P8-S2 Cmdlet returns empty in GCC High AI Governance Lead → §10
P8-S3 Cmdlet returns inconsistent counts across runs within minutes Entra Agent ID Admin
P8-S4 Cmdlet errors with Insufficient privileges Entra Agent ID Admin

8.2 Root cause matrix

RC Description Likelihood Confirm
RC-A Operator's Graph context missing Application.Read.All / Directory.Read.All High Get-MgContext \| Select Scopes
RC-B Tenant in sovereign cloud — endpoint not present High in GCC/GCC High/DoD (Get-MgContext).Environment
RC-C Beta endpoint cache lag (Microsoft cache invalidation up to 15 min) Medium for P8-S3 Re-run after 15 min
RC-D Cmdlet definition out of date (filters changed in module update) Low Module version

8.3 Diagnostic queries

Get-MgContext | Select Environment, Scopes
Get-AllAgentIdentities | Measure-Object  # raw count regardless of sponsor
Get-AgentsWithoutSponsors | Measure-Object

If AllAgentIdentities count is non-zero but AgentsWithoutSponsors returns empty, suspect filter logic or scope.

8.4 Resolution steps

  1. Re-authenticate with explicit scopes: Connect-MgGraph -Scopes "Application.Read.All","Directory.Read.All","User.Read.All".
  2. If sovereign cloud, abort and switch to compensating control per §10 — manual quarterly attestation against the agent registry.
  3. If cache-lag suspected, wait 15 minutes and re-run before treating as a real defect.
  4. Confirm module version: Get-Module Microsoft.Graph.Beta.Applications -ListAvailable | Select Version against the version pinned in ./powershell-setup.md.

8.5 Verification

  • Get-AgentsWithoutSponsors returns expected non-zero count matching portal badges (or zero if remediation has been performed).
  • Pester: It 'orphan scan executes successfully' passes.

8.7 Examiner artifact preservation

Capture E-01 health snapshot on every orphan-scan execution; the snapshot's Cloud field is the immediate proof that an "empty" result in sovereign is a known parity gap and not a missed control.


§9. Pillar SIEM-NO-EVENTS

One-line: Entra audit events for agent identities are not visible in the SIEM dashboard, even though events are occurring in Entra.

9.1 Symptom catalog

Code Symptom First responder
P9-S1 Dashboard shows zero events for > 24 hours SIEM Engineer
P9-S2 AuditLogs table receives data but agent-filtered queries return nothing SIEM Engineer
P9-S3 Events arrive but targetResources.type is 'ServicePrincipal', not 'Agent' SIEM Engineer
P9-S4 Events arrive ~24 hours late SIEM Engineer

9.2 Root cause matrix

RC Description Likelihood Confirm
RC-A Diagnostic setting category AuditLogs not enabled on Entra High for P9-S1 Entra → Diagnostic settings
RC-B Diagnostic setting destination misconfigured (workspace deleted, deprecated key) Medium Setting health
RC-C SIEM filter assumes targetResources.type == 'Agent' (wrong; type is 'ServicePrincipal') High for P9-S2, P9-S3 Inspect SIEM query
RC-D Diagnostic export latency (Microsoft-documented 5-15 min, occasionally hours) Low–Medium Service Health
RC-E Sovereign cloud — agent events not emitted Situational §10

Critical accuracy point — diagnostic export filtering.

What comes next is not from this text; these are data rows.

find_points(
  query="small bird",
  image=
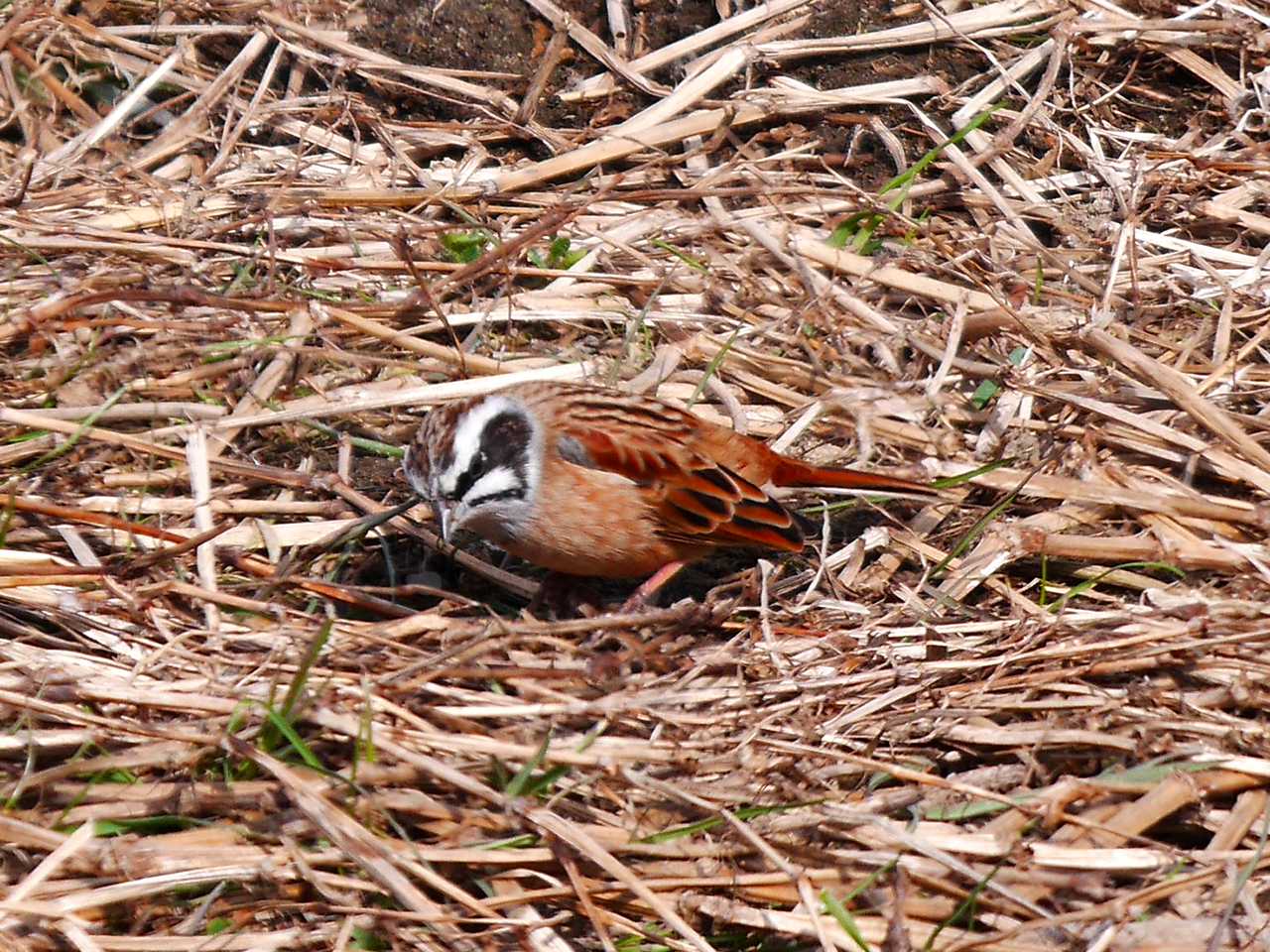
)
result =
(595, 483)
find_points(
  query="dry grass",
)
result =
(1030, 722)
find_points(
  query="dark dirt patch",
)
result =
(503, 36)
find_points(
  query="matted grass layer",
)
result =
(245, 712)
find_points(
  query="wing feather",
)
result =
(698, 499)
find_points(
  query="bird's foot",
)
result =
(642, 599)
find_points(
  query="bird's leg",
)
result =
(640, 598)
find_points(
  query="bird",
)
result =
(588, 481)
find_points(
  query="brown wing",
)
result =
(698, 499)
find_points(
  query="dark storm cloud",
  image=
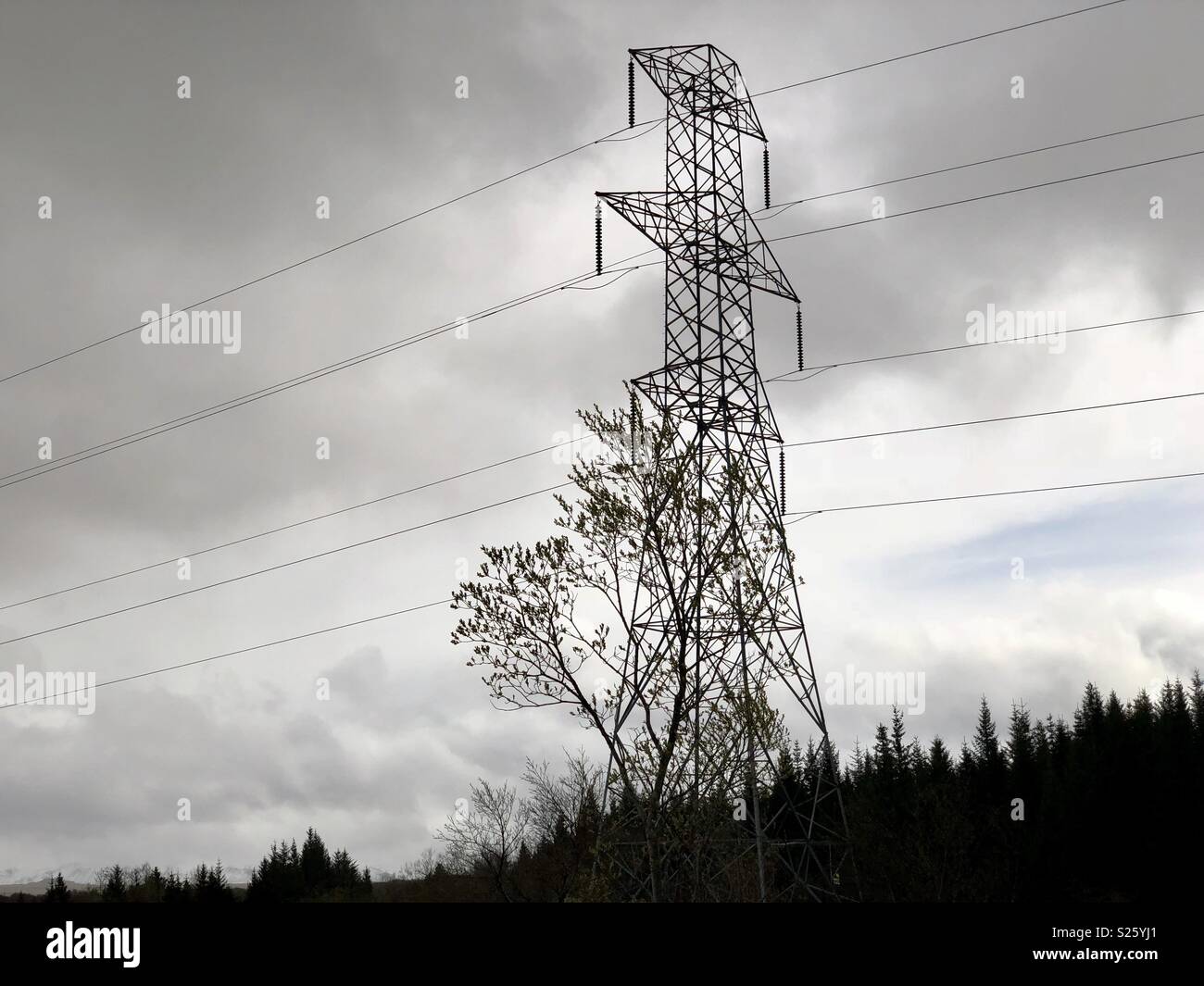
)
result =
(161, 200)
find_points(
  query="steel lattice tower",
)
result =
(710, 389)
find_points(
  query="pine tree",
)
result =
(940, 765)
(56, 891)
(115, 885)
(986, 743)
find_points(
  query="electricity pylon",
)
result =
(747, 640)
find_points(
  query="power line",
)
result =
(786, 206)
(100, 449)
(996, 493)
(292, 525)
(284, 565)
(797, 514)
(815, 371)
(233, 653)
(937, 48)
(31, 472)
(992, 420)
(988, 195)
(328, 252)
(520, 456)
(606, 139)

Entra diagnostic settings export the entire AuditLogs category; there is no per-event or per-category sub-filter at the export layer. All event-shape filtering happens downstream in your SIEM (Sentinel / Splunk / Chronicle). If you expected a way to ship "only agent events" out of Entra, that capability does not exist — ship the full category and filter in SIEM.

9.3 Diagnostic queries

// Are AuditLogs landing at all?
AuditLogs | where TimeGenerated > ago(1h) | summarize count()

// Are agent SPN events present? (Note: filter on ServicePrincipal then inspect modifiedProperties for agent type)
AuditLogs
| where TimeGenerated > ago(24h)
| extend tr = parse_json(TargetResources)
| mv-expand tr
| where tostring(tr.type) == "ServicePrincipal"
| where tostring(tr.modifiedProperties) has "agent" or OperationName has "service principal"
| summarize count() by OperationName

9.4 Resolution steps

  1. Confirm Entra → Diagnostic settings → AuditLogs is checked and routes to the expected workspace.
  2. Inspect SIEM query for hard-coded targetResources.type == 'Agent' and replace with the pattern in KQL-01.
  3. If RC-D, wait one hour and re-evaluate. Set a SIEM alert on "no AuditLogs ingestion for 4+ hours" so future export outages page automatically.
  4. If sovereign, follow §10 — manual evidence collection from Entra portal exports.

9.5 Verification

  • KQL-01 returns events within the incident window.
  • Pester: It 'AuditLogs ingestion latency under 15 minutes for control 2.26 events' passes.

9.7 Examiner artifact preservation

Preserve E-03 (KQL exports) and a snapshot of the SIEM detection-rule definitions. If the SIEM filter was wrong, the prior-version filter in source control demonstrates when the gap began and ended.


§10. Pillar SOV-PARITY-GAP

One-line: the tenant is in a sovereign cloud (GCC, GCC High, DoD) where Entra Agent ID, agent-identity access packages, and agent-targeted Lifecycle Workflow tasks are not available as of April 2026; the firm must operate compensating controls and document the gap clearly to examiners.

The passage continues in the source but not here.